De dokter als schoolmeester

Gerrit (Gerrie) de Jong 6, en ik, Bob Flobbe 7, waren leerplichtig. Eén dag in de week gingen wij met de Lely naar Harderwijk, de school op de Vischnarkt. De andere dagen moesten wij thuis huiswerk maken.

schoolkinderen werkeiland

Kinderen in de schoolklas op Werkeiland Lelystad, halverwege de jaren vijftig (Batavialand, collectie Tijmen van Voorst)

Toen begin januari het ijs te dik werd voor de Lely konden wij niet meer naar Harderwijk. In plaats van vrij te zijn, werd dokter Bekius bereid gevonden een paar ochtenden per week les te geven. Van het dictee weet ik nog: "De aap heeft een zere staart. De staart moet in de soda. enz".

Toen voorjaar 1954 het ijs minder was, gingen wij met de Lely op vrijdag naar school in Harderwijk en daarnaast gaf dokter Bekius ons een paar ochtenden of middagen les. Op zekere dag komt een inspekteur van onderwijs. Per boot natuurlijk, dus zijn komst was tevoren bekend. Tegenwoordig zouden we zoiets een snoepreisje noemen. Ik weet nog dat de man vroeg naar de administratie van de leerprestaties. Maar dokter Bekius had helemaal geen administratie van deze leerlingen. Dat was natuurlijk een minpuntje (voor een huisarts?) Op een gegeven moment kijkt de inspecteur op zijn zakhorloge. "Mooi dat u een horloge hebt met Romeinse cijfers", zegt Bekius. "De jongens waren daar juist aan toe. En ik moet nodig dit of dat". Blijkbaar was Bekius flauw van deze man en wilde hem kwijt. En weg is Bekius.

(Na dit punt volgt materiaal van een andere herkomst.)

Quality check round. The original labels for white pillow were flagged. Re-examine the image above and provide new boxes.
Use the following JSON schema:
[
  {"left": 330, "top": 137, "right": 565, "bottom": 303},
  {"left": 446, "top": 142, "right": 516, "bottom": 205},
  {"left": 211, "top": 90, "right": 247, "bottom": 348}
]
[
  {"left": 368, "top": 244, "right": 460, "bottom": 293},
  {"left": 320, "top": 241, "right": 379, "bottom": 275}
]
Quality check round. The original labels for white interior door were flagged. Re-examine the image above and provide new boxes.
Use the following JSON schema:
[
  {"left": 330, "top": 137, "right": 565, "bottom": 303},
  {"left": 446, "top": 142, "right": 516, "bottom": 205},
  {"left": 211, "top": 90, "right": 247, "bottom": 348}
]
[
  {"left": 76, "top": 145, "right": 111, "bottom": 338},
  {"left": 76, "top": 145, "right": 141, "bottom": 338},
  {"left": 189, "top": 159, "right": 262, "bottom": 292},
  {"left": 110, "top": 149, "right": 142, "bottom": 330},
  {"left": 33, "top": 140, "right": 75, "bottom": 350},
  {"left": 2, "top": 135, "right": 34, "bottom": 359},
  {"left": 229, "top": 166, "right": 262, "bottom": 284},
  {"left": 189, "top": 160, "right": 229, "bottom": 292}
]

Zo heb ik dus les gehad van de inspecteur van onderwijs. X = 10, L = 50, C = 100 M = 1000 enz. Ik weet nog dat ik hem vroeg waar dit voor nodig was. Een horloge gaat maar tot 12. Waar heb je dan 50 en 100 en 1000 voor nodig? Het antwoord moet nog steeds komen.

Ingezonden verhaal, Bob Flobbe, Delfzijl.